登校
⒉
校門の前に近づくと何だか目の前にもやがかかるときと、そうでもないときがあって、その日はわりと見渡しがよく校門前で立って声がけしている教頭がよく見えた。生徒たちの大半は頭を下げるだけで、数人だけが気持ちの良い挨拶を返していた。

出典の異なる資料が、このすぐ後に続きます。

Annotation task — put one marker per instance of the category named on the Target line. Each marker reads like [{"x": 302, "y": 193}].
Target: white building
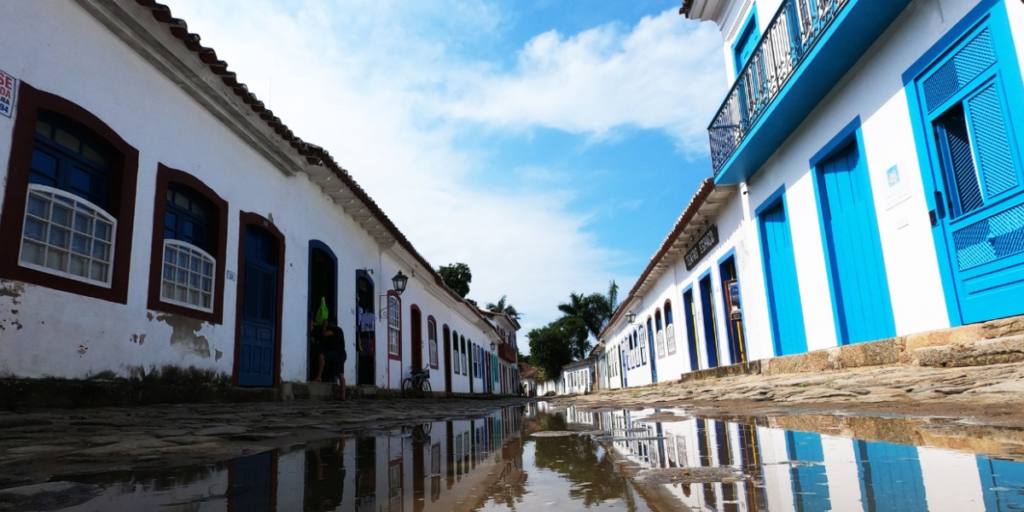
[
  {"x": 157, "y": 215},
  {"x": 867, "y": 183}
]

ゆめはマジョリティ側で伏し目がちにひょろ長い教頭の前を通り抜けて校庭に足を踏み入れた。
教室に入ると長瀬が話しかけてきた。
「今日放課後時間ある?」
長瀬とは不思議に小5からずっと同じクラスだった。
「なんで?」
カバンくらい置かせろよと思いながらも立ち止まって答えた。
「ちょっと見せたいものっていうか、来て欲しいとこがある」
「え?部活は?」
長瀬は男子バレー部所属だったが、バレー部は人気が高く部員も多いのでずっと補欠だ。
「あー。休む」
「ふーん。いいの?」
長瀬はゆめよりだいぶ背が高いので、顔を見てると首が疲れた。
「顧問にちゃんといったから。家庭の事情って」
「わかった」
2人は互いにうなずいて離れた。
ゆめの思考はしばらく長瀬の用件に対する疑問に占められたが、みづきの声で遮られた。
「ゆめー。ちょっと聞いてよ」
眉をしかめているが口は笑っているみづきが近づいてきた。
みづきによると、インスタのDMで怪しいのが来たとのこと。なんと愚かなことに、2人で春休みにカラオケ行った時の写真を無加工でアップしたらしく、それにつられて今回の件に。さらに嫌なのはゆめにご執心らしく連絡先を教えてくれという懇願が主な内容らしい。
「あのさー。不用心じゃね?巻き込まないでよ」
「ゴメン、ゴメン」
言葉とは裏腹に表情はニヤケている。
「どうしたらいいかな?」
「どうもこうもないっしょっ。教えないでよ。てか、無視してよ」
ゆめはいかにもめんどくさいといった体で吐き捨てた。
「 だよねー。わかった」
そう言い残してみづきは隣のクラスの方へふらふら歩き去った。